In the "as treated" model, the authors found that an average of more than eight sore throats were saved with tonsillectomy when the procedure was performed within 10 weeks of consultation. Assuming an incremental cost of surgery compared with medical management of £939, this gave a lower incremental cost-effectiveness ratio than that identified in the trial.
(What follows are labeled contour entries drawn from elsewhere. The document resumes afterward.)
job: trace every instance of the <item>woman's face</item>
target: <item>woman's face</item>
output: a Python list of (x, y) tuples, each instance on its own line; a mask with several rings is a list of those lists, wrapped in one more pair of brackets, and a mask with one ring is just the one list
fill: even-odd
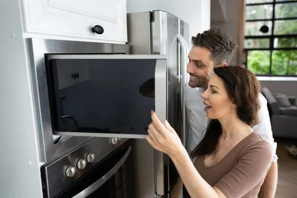
[(201, 96), (204, 99), (206, 116), (211, 119), (230, 117), (236, 113), (236, 106), (229, 99), (224, 81), (216, 74), (210, 78), (207, 89)]

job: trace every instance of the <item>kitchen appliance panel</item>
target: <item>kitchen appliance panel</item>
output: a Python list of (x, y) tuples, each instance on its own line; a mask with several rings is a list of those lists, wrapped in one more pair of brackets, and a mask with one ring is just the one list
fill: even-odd
[[(151, 110), (166, 119), (165, 56), (56, 54), (46, 59), (55, 134), (146, 138)], [(88, 78), (65, 85), (59, 74), (70, 65), (80, 78), (74, 68), (78, 62), (88, 68)]]
[(53, 135), (45, 55), (69, 53), (127, 54), (129, 53), (129, 46), (40, 38), (26, 39), (26, 42), (29, 52), (28, 59), (40, 160), (47, 162), (94, 138)]
[[(146, 17), (143, 17), (145, 16)], [(148, 17), (149, 16), (149, 17)], [(128, 14), (128, 27), (138, 28), (128, 29), (128, 44), (134, 54), (148, 53), (147, 43), (142, 46), (139, 41), (144, 38), (150, 38), (151, 54), (162, 54), (167, 57), (167, 110), (166, 119), (175, 129), (183, 144), (185, 136), (184, 121), (186, 120), (183, 110), (183, 86), (184, 72), (186, 71), (188, 52), (186, 42), (183, 36), (188, 34), (188, 24), (175, 16), (165, 11), (155, 10), (152, 12)], [(150, 37), (145, 26), (148, 27), (148, 18), (150, 23)], [(145, 24), (145, 25), (144, 25)], [(136, 41), (138, 42), (136, 42)], [(148, 41), (148, 39), (146, 39)], [(136, 180), (140, 181), (137, 186), (137, 195), (144, 198), (170, 196), (170, 190), (176, 181), (178, 173), (171, 160), (166, 154), (151, 148), (148, 144), (142, 140), (136, 140)], [(153, 158), (154, 165), (149, 163)], [(145, 182), (142, 178), (154, 175), (154, 188), (151, 186), (151, 180)]]
[(44, 198), (134, 198), (133, 141), (114, 140), (95, 138), (44, 164)]

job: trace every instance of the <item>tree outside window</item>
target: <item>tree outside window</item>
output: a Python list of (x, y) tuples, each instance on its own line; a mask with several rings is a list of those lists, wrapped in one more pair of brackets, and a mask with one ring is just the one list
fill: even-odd
[(246, 0), (244, 64), (258, 76), (297, 76), (297, 0)]

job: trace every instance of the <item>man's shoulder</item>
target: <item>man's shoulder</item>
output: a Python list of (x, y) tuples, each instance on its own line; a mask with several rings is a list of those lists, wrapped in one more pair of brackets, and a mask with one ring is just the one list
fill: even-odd
[(260, 101), (260, 103), (262, 106), (262, 104), (264, 104), (265, 105), (267, 105), (267, 100), (266, 98), (261, 93), (259, 93), (259, 100)]

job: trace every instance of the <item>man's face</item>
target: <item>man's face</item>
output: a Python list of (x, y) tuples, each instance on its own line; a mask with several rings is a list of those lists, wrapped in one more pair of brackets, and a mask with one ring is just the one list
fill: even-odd
[(214, 63), (211, 52), (204, 48), (193, 46), (189, 53), (187, 72), (190, 74), (189, 85), (193, 88), (206, 88), (213, 75)]

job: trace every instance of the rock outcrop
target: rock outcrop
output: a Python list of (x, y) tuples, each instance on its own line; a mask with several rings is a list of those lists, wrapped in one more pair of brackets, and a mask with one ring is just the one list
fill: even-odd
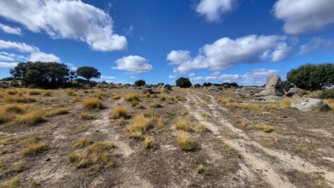
[(235, 90), (235, 95), (238, 97), (249, 96), (263, 90), (263, 88), (256, 87), (244, 87)]
[(330, 109), (322, 100), (311, 98), (302, 98), (292, 101), (290, 106), (301, 111), (326, 111)]
[(282, 86), (282, 80), (278, 75), (269, 75), (266, 82), (264, 89), (256, 93), (256, 96), (283, 96), (285, 94), (283, 87)]
[(297, 95), (299, 96), (303, 96), (303, 94), (305, 94), (306, 92), (305, 90), (298, 88), (298, 87), (292, 87), (289, 89), (289, 92), (287, 94), (287, 96), (293, 96), (295, 95)]

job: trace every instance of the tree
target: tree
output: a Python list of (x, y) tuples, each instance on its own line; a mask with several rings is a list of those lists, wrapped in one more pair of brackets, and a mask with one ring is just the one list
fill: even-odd
[(206, 82), (204, 82), (204, 83), (203, 83), (203, 87), (210, 87), (210, 86), (211, 86), (211, 84), (211, 84), (211, 82), (207, 82), (207, 83), (206, 83)]
[(334, 85), (334, 64), (306, 64), (292, 69), (287, 74), (287, 81), (308, 90), (321, 89)]
[(10, 73), (25, 86), (41, 87), (64, 86), (70, 75), (67, 65), (56, 62), (20, 63)]
[(199, 88), (199, 87), (201, 87), (201, 85), (199, 84), (196, 84), (194, 85), (194, 88)]
[(189, 80), (189, 78), (185, 78), (183, 77), (176, 80), (175, 83), (176, 86), (178, 86), (181, 88), (186, 88), (192, 86), (192, 82), (190, 80)]
[(89, 81), (92, 77), (99, 78), (101, 73), (93, 67), (83, 66), (77, 69), (77, 75), (84, 77), (87, 81)]
[(144, 80), (138, 80), (135, 82), (135, 84), (137, 87), (144, 86), (146, 84), (146, 82)]

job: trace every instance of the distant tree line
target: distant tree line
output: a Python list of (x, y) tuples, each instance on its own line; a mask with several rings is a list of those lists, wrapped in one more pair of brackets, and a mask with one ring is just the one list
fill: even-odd
[(92, 67), (80, 67), (74, 72), (63, 63), (39, 61), (18, 63), (10, 70), (10, 73), (14, 82), (20, 81), (25, 87), (47, 88), (69, 86), (69, 82), (78, 76), (89, 82), (91, 78), (99, 78), (101, 75)]

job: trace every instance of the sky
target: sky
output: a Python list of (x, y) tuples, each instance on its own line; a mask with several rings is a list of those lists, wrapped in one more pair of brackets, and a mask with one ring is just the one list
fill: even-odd
[(26, 61), (97, 81), (262, 85), (334, 58), (333, 0), (1, 0), (0, 77)]

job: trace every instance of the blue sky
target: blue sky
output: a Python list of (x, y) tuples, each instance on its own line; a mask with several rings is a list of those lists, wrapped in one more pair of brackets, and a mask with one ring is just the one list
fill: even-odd
[(4, 0), (0, 77), (42, 61), (93, 66), (113, 82), (261, 85), (333, 62), (333, 0)]

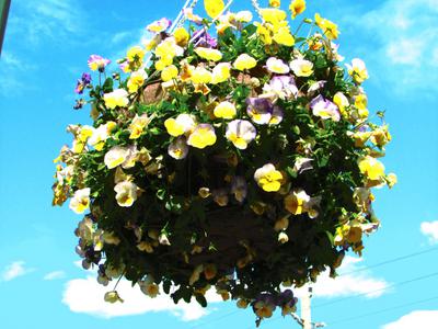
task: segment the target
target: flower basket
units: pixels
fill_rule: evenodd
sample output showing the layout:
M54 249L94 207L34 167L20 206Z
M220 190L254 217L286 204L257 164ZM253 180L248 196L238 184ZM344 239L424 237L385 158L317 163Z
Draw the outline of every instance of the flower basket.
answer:
M205 1L212 20L187 8L178 27L150 24L104 82L78 81L93 124L68 127L54 205L85 214L77 252L101 284L203 306L215 286L260 324L295 311L285 286L335 275L378 228L371 189L396 178L378 160L391 136L370 118L365 64L343 68L337 26L319 14L298 29L318 33L292 34L278 2L256 5L260 22L220 0ZM293 0L292 19L304 8ZM101 78L108 65L89 60ZM122 302L116 287L105 299Z

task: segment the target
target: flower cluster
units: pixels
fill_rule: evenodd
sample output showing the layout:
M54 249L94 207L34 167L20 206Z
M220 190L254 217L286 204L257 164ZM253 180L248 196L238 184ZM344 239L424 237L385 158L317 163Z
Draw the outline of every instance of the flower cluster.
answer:
M258 22L205 7L211 20L191 8L172 31L149 24L153 37L102 83L111 61L90 57L100 79L83 73L76 92L89 90L77 107L93 122L68 127L53 203L84 214L77 251L104 285L125 276L203 306L216 286L258 320L286 316L296 298L284 286L335 275L379 227L371 189L396 182L380 160L391 135L368 109L364 61L342 64L337 25L316 14L298 29L316 33L292 33L304 0L292 21L280 1ZM105 300L123 302L115 290Z

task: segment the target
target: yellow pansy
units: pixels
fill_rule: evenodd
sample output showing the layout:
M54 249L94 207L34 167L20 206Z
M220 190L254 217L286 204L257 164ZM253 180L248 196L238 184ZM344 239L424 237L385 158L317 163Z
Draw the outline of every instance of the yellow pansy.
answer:
M129 104L128 92L125 89L116 89L103 95L105 106L114 110L117 106L125 107Z
M234 60L233 67L237 70L243 71L243 70L252 69L256 65L257 65L257 60L255 60L255 58L251 57L247 54L242 54Z
M281 188L283 174L274 164L267 163L255 171L254 179L264 191L277 192Z
M233 118L238 111L233 103L221 102L215 107L214 113L218 118Z
M197 47L195 48L195 53L207 60L219 61L222 59L222 53L218 49L205 48L205 47Z
M164 122L168 134L173 137L192 133L196 127L196 117L191 114L180 114L176 118L168 118Z
M286 11L277 8L264 8L261 10L261 15L264 21L273 24L278 24L278 22L285 21L287 18Z
M83 214L90 206L90 189L82 189L74 192L70 201L70 209L77 214Z
M173 140L168 148L168 155L170 155L175 160L182 160L187 157L188 146L185 137L178 137Z
M370 156L359 159L359 169L361 173L373 181L379 180L382 175L384 175L383 163Z
M349 106L349 102L344 93L342 93L341 91L336 92L335 95L333 97L333 103L337 105L343 116L347 115L346 109Z
M177 27L175 32L173 32L173 36L175 37L176 44L181 47L185 47L191 38L187 30L185 30L183 26Z
M116 201L120 207L130 207L137 200L137 185L129 181L119 182L114 186Z
M211 19L216 19L226 7L223 0L204 0L204 7Z
M128 127L130 132L129 139L137 139L140 137L145 131L145 127L150 123L150 121L151 118L147 114L142 114L141 116L136 114Z
M209 124L199 124L187 139L189 146L203 149L216 143L215 128Z
M316 25L322 30L325 36L330 39L337 38L339 35L339 31L337 30L337 25L332 21L321 18L319 13L314 16Z
M162 71L164 68L173 64L173 57L170 55L161 57L155 61L154 66L158 71Z
M168 82L172 79L175 79L177 76L178 76L178 70L177 67L174 65L170 65L161 71L161 80L163 80L163 82Z
M287 47L291 47L295 45L295 38L292 34L290 33L290 30L288 26L283 26L278 29L278 31L274 34L273 39L279 44L284 45Z
M285 197L285 208L293 214L301 215L307 212L310 196L303 190L296 190Z
M368 79L368 70L364 63L364 60L359 58L354 58L351 60L351 65L346 65L348 69L348 75L351 76L353 80L357 83L362 83L365 80Z
M198 66L192 71L192 78L191 78L193 83L210 83L212 80L212 73L207 70L205 67Z
M306 10L306 0L292 0L292 2L290 2L289 9L292 13L292 19L295 19L297 15Z
M138 70L135 71L130 75L129 80L128 80L128 91L130 93L137 92L140 87L143 86L145 80L148 78L148 75L146 73L145 70Z
M129 156L129 150L120 146L113 146L104 157L105 166L108 169L116 168L117 166L124 163Z
M229 63L219 63L214 69L212 69L212 77L211 77L211 83L217 84L221 82L228 81L231 77L231 64Z

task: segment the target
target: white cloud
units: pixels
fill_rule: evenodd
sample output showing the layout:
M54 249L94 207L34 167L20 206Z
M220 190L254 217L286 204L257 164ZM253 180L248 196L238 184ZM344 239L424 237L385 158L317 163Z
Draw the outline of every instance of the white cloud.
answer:
M23 276L32 271L33 269L25 268L25 263L23 261L16 261L4 269L1 279L3 281L11 281L19 276Z
M59 280L66 277L66 272L64 271L54 271L44 275L43 280L51 281L51 280Z
M209 311L208 308L203 308L196 302L187 304L181 300L175 305L171 297L164 295L164 293L157 298L150 298L141 293L138 285L131 287L131 284L126 280L122 280L117 286L117 292L125 303L105 303L103 298L108 291L111 291L110 286L100 285L93 276L71 280L66 285L62 303L71 311L102 318L169 311L184 321L191 321L207 315ZM209 303L221 300L211 291L207 293L207 299Z
M419 229L422 234L429 238L431 243L438 243L438 220L423 222Z
M362 259L347 256L344 259L343 265L339 268L339 276L332 279L330 277L328 271L322 273L316 283L312 284L313 296L334 298L366 294L368 292L372 293L366 294L365 297L367 298L381 296L389 285L387 281L376 279L366 271L351 273L358 269L357 264L360 262L362 262ZM342 273L346 274L343 275ZM301 297L306 291L307 287L299 288L296 291L296 295Z
M384 325L382 329L431 328L433 324L438 324L438 310L415 310Z
M39 44L50 38L71 41L82 31L85 13L71 0L27 0L16 2L8 24L8 33L23 43Z
M435 94L438 90L438 1L387 0L349 25L368 33L364 47L373 77L408 97L414 90ZM412 93L414 94L414 93Z

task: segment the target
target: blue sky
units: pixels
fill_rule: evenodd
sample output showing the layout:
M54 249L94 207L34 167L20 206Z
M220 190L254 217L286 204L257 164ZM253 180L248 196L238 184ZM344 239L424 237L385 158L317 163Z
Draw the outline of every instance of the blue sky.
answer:
M183 2L13 1L0 58L1 328L253 327L252 311L233 313L230 303L214 303L207 310L175 307L163 298L151 302L124 283L126 305L104 305L104 291L95 285L94 274L74 264L79 258L73 229L80 217L68 207L50 206L51 160L70 143L65 127L89 122L88 111L72 110L76 79L87 70L89 55L118 58L139 43L149 22L173 19ZM233 10L250 2L238 1ZM283 2L286 8L287 1ZM434 248L438 243L438 1L308 2L307 16L318 10L338 23L345 61L360 57L367 63L370 109L387 111L393 135L384 163L400 181L392 191L377 191L382 227L366 240L364 259L348 259L343 271ZM425 326L438 321L438 299L431 299L343 322L438 296L438 275L394 285L437 273L437 257L435 250L336 281L323 276L315 286L314 320L339 329L403 329L413 328L410 321ZM364 295L370 291L374 293ZM263 328L299 328L290 318L278 317Z

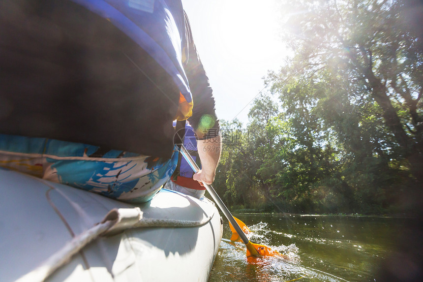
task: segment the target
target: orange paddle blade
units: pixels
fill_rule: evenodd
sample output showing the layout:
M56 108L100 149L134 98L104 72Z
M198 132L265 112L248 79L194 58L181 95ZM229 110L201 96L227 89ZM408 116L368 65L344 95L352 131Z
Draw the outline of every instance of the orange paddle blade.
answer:
M247 246L247 257L257 257L257 256L274 256L275 257L279 257L281 258L287 258L287 257L283 255L278 251L272 249L271 247L259 244L253 244L251 242L248 243L248 245L251 245L250 248L248 246ZM257 253L253 254L250 251L250 250L251 247L253 248ZM252 249L253 252L255 251ZM257 253L258 255L257 255Z
M250 229L248 229L248 227L247 227L247 225L245 225L245 223L244 223L235 217L234 217L234 219L235 219L235 221L237 221L237 223L238 223L238 225L240 225L240 227L241 227L241 229L243 231L244 231L244 233L248 233L250 232ZM237 233L237 231L235 231L235 228L234 228L234 226L232 226L232 224L231 224L231 222L229 222L229 227L231 228L231 231L232 231L233 233Z

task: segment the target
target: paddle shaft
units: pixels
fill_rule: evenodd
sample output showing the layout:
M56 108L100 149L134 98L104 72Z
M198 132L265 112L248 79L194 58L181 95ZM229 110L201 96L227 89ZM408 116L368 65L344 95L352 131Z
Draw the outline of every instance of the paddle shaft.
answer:
M195 162L194 161L193 159L192 159L192 157L191 157L191 155L189 155L189 153L188 153L186 149L183 145L181 146L181 153L182 154L182 156L188 162L188 164L194 172L196 173L200 171L200 168L198 167L198 166L197 165L197 164L195 163ZM206 184L204 183L203 183L203 184L204 185L204 187L206 187L206 189L207 189L207 191L209 192L209 193L210 194L212 197L213 198L213 199L214 200L214 201L217 204L217 206L220 208L220 210L222 211L222 212L223 213L223 214L225 215L225 216L226 217L226 218L228 219L228 220L230 222L231 222L232 226L234 226L234 228L235 229L235 231L236 231L237 233L238 233L238 235L240 235L240 237L241 238L241 240L242 240L244 244L245 245L248 244L250 242L250 240L248 240L248 238L247 238L247 236L245 236L245 234L244 234L243 231L242 231L242 229L241 227L240 227L240 225L238 225L238 223L236 220L235 220L235 219L234 218L234 217L226 207L226 206L225 206L225 204L223 203L223 202L222 201L220 197L219 197L219 195L216 193L216 191L214 191L214 189L213 188L211 185L209 185L208 184Z

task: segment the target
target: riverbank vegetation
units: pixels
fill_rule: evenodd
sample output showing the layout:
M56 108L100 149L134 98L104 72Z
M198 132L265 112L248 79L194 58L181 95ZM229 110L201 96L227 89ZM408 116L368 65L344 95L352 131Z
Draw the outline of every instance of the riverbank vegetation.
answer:
M293 55L268 74L247 125L221 121L213 187L233 209L412 212L423 183L419 10L284 2L281 36Z

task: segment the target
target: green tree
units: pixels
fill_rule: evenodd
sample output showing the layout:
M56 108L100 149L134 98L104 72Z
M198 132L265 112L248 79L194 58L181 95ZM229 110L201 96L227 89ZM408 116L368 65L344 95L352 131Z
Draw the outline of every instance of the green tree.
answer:
M398 159L406 160L404 164L422 183L423 52L422 38L406 24L403 2L300 0L285 4L284 24L288 29L284 38L295 56L289 67L271 74L269 80L273 90L289 81L292 89L291 80L298 82L300 78L307 82L302 85L320 84L327 93L333 80L324 81L324 75L342 80L343 88L348 91L344 99L347 98L351 110L363 111L367 107L365 113L373 114L370 118L384 127L378 136L366 137L365 130L359 128L365 121L348 119L344 121L350 124L349 134L366 138L367 143L379 147L377 154L383 152L384 143L394 142L391 148ZM316 96L320 94L318 91L315 94ZM301 110L302 114L308 114L310 110L301 104L301 99L292 98L291 102L296 103L295 109ZM342 98L335 102L340 103L341 108L349 106ZM309 117L314 118L313 115ZM385 140L379 138L381 135L385 135ZM392 136L390 140L389 135ZM361 146L365 142L359 143Z

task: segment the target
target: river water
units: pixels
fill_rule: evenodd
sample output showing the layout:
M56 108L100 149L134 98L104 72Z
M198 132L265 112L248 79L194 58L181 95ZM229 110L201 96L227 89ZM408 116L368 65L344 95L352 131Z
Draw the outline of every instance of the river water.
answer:
M287 259L247 260L244 245L231 241L227 220L209 280L216 282L377 281L383 260L397 248L410 219L386 217L234 214L250 241Z

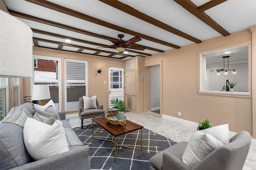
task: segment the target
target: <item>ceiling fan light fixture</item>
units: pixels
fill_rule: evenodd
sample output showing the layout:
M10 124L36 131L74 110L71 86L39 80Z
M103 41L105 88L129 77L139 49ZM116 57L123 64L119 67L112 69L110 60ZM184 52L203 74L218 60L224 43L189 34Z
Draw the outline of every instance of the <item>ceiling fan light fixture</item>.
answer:
M125 49L123 47L118 47L116 48L116 50L118 51L123 52Z

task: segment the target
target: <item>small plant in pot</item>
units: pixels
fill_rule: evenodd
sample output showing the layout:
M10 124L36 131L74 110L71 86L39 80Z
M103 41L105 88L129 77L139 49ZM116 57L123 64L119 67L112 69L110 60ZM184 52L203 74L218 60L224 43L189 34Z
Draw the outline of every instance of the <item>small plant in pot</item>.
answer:
M238 83L238 81L232 81L229 82L229 87L230 88L230 91L234 91L234 87Z
M110 104L113 108L116 109L119 111L118 119L124 119L125 117L124 112L125 111L126 109L124 101L118 100L118 98L113 99L110 100Z
M212 127L212 124L210 124L210 121L207 119L202 122L198 122L198 130L205 129Z

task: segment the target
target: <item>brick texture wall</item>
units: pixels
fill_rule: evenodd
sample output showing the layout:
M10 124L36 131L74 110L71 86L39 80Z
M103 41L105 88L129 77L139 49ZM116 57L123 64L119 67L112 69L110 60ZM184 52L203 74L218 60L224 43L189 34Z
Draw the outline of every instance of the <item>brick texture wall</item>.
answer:
M198 53L251 41L251 34L246 30L146 57L145 64L163 63L163 114L194 122L208 118L214 126L227 123L230 131L251 135L251 98L198 93Z
M52 60L37 59L37 68L34 68L35 71L56 72L56 65Z

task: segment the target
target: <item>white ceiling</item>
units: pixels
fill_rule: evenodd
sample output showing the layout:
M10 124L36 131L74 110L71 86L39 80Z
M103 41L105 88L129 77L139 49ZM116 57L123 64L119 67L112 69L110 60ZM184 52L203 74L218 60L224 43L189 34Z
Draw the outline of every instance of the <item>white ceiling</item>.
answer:
M24 0L3 0L3 1L8 10L94 33L116 39L118 39L118 34L123 34L124 37L122 39L124 41L127 41L135 36L134 35L109 28ZM111 24L176 45L181 47L195 43L98 0L50 0L48 1ZM119 0L119 1L201 41L223 36L173 0ZM199 6L210 1L192 0L191 1L197 6ZM204 12L230 34L247 29L248 26L256 24L256 0L229 0L205 11ZM21 18L18 18L31 28L106 45L113 44L110 41L106 39L75 32L26 19ZM63 38L41 34L33 33L33 37L67 43ZM143 38L142 39L141 41L136 43L163 51L172 49L172 47L156 43L154 41ZM57 49L58 46L56 43L40 41L38 42L38 45L40 47ZM97 52L99 49L111 52L118 52L114 49L107 48L97 49L96 48L102 47L84 43L72 41L69 43L93 49L84 49L82 51L82 53L92 54ZM77 47L64 46L62 50L76 52L79 49ZM143 51L131 50L135 52L129 52L127 54L133 56L146 55L136 53L136 51L149 54L158 52L147 49ZM106 57L110 54L109 53L101 52L98 55ZM120 54L113 55L112 57L119 58L123 57L124 55ZM127 58L130 57L126 58L125 59Z

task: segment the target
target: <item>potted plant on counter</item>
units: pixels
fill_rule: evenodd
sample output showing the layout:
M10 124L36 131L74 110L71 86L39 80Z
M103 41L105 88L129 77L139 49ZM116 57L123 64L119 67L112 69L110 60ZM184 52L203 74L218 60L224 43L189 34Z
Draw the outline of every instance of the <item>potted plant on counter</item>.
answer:
M205 129L212 127L212 124L210 124L210 121L207 119L202 122L200 121L198 122L198 127L197 130L200 130Z
M234 91L234 88L236 84L238 83L238 82L237 81L232 81L229 82L229 87L230 88L230 91Z
M125 111L126 107L124 101L118 100L118 98L113 99L110 100L110 104L113 108L117 109L118 111L118 120L122 120L125 119L124 111Z

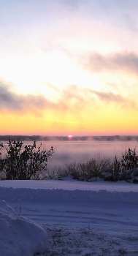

The authors concluded that in UK school-age children, tonsillectomy could save up to eight sore throats at a reasonable cost. The authors recommended further prospective data collection.

Interventions:

The interventions under study were reported clearly and appeared to be appropriate comparators.

Effectiveness/benefits:

Effectiveness data were derived from a multicentre randomised controlled trial. Details and results of the main trial had been published elsewhere. Adequate details were provided of the sample size, power calculations, randomisation and follow-up. Although the trial results were likely to be internally valid, the high rates of cross-over from medical management to surgery meant that treatment effectiveness as estimated using the intention to treat analysis was likely to be biased downward. The authors used sore throats avoided as the main measure of benefit. This was a very narrow outcome measure and hampered decision making as it was unclear what the willingness to pay threshold for a sore throat avoided was, unlike other more broad measures of outcome such as the Quality Adjusted Life Year (QALY).

Costs:

The perspective adopted in the economic analysis was reported explicitly. It appeared that all relevant major costs were included for this perspective. Methods used to evaluate resource use and the sources from which unit costs were derived were reported adequately. The price year and time horizon were reported adequately. It was unclear whether the costs were appropriately discounted and this may have increased the uncertainty of the estimates.

Analysis and results:

Clinical, outcome and resource-use data were derived from a single trial and appeared to be combined appropriately in the analytical approach. The authors appropriately assessed uncertainty in their results by performing an additional analysis to estimate the impact of cross-over between treatment groups in the analysis. The results were described adequately. The authors reported the decreasing rates of recording of the primary outcome data in sore throat diaries and completing the quality-of-life measure as the main limitation to their study.

Concluding remarks:

Overall the quality of the study methodology was good. Although the study had some important limitations, these were adequately highlighted by the authors. The authors conclusions appear appropriate and reflected the study's limitations.

Lock C, Wilson J, Steen N, Eccles M, Mason H, Carrie S, Clarke R, Kubba H, Raine C, Zarod A, Brittain K, Vanoli A, Bond J. North of England and Scotland Study of Tonsillectomy and Adeno-Tonsillectomy in Children (NESSTAC): a pragmatic randomised controlled trial with a parallel non-randomised preference study. Health Technol Asses 2010; 14: 1-164.